Convert average x, y, z coordinate to latitude and longitude. 

```
meanLon = arctan2(y, x)
Hyp = sqrt(x * x + y * y)
meanLat = arctan2(z, hyp)
```

In [None]:
geogMean["meanLon"] = (np.arctan2(geogMean.Y, geogMean.X)) * (180/PI)
Hyp = np.sqrt(geogMean.X * geogMean.X + geogMean.Y * geogMean.Y)

geogMean

In [None]:
#Create a new dataframe to hold the mean latitude and mean longitude from our geogMean dataframe here
geogClean = geogMean[['Decade', 'meanLon', 'meanLat']]
# Look at the new geogClean dataframe
geogClean

#HINT: you may need to make an additioanl column to calculate mean lattitude

### Now on to mapping the data!
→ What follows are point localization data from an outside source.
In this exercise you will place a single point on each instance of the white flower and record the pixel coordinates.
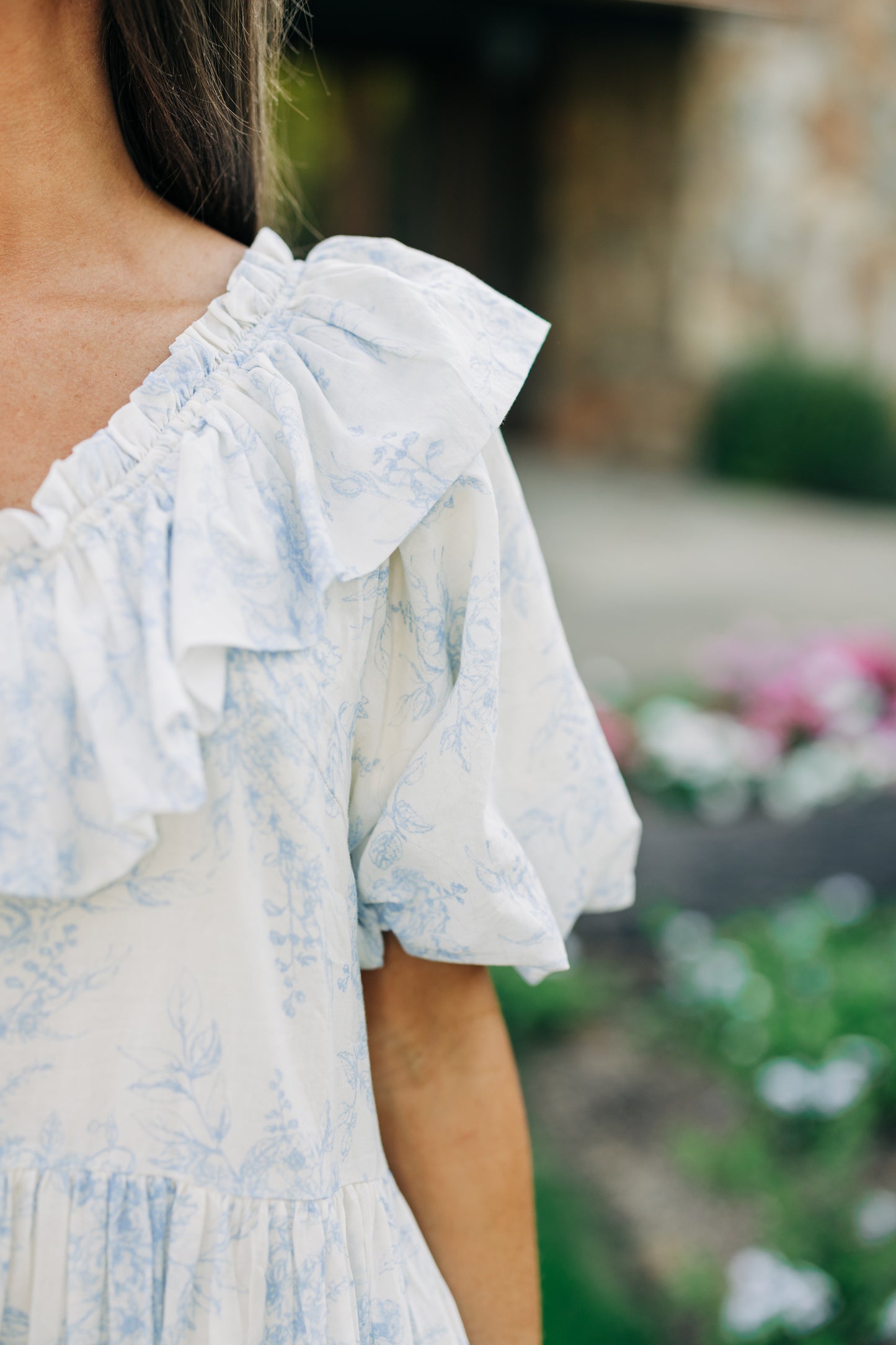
(809, 777)
(794, 1088)
(766, 1290)
(687, 934)
(698, 747)
(876, 1219)
(845, 898)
This is a geospatial class

In [None]:
# First, we need to make sure the the decade column in the cleaned dataframe is of type string!
geogClean['Decade'] = geogClean['Decade'].apply(str) #Confirms that the decade variable a string

Now let's map out these data using [Folium](/https://python-visualization.github.io/folium/quickstart.html#Vincent/Vega-and-Altair/VegaLite-Markers). <- Click here for more info!

In [None]:
#Create a webmap here that displays the mean centers of MLB teams over time. 
m = folium.Map(prefer_canvas=True, location=[40.57861,-85.186529],
zoom_start=6, tiles="Stamen Toner")

for i in range (0,len(geogClean)):
  folium.Marker(
      location = [geogClean.iloc[i]['meanLat'],geogClean.iloc[i]['meanLon']], 
      # popup=geogClean.iloc[i]['Decade'],
      icon=folium.DivIcon(html=f"""<div style="font-family: courier new; color: blue">{geogClean.iloc[i]['Decade']}</div>""")
                
  ).add_to(m)
m

## Questions
### 4. Our map shows an unweighted spatial **Mean** of professional baseball teams over time. What do you think might change if we graphed the spatial **Median** of the teams? Why?
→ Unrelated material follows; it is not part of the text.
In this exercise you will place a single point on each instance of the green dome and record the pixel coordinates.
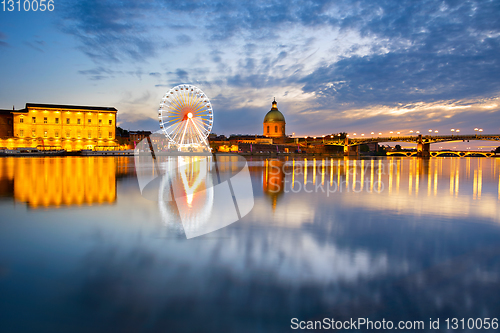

### 5. Liam is a huge baseball fan. According to our map, where should he move to be as close to as many professional teams as possible? 


### 6. Liam wants to minimize his travel time to see as many games as possible. Do you think he should decide where to move using the spatial mean of the teams or the spatial median? Why?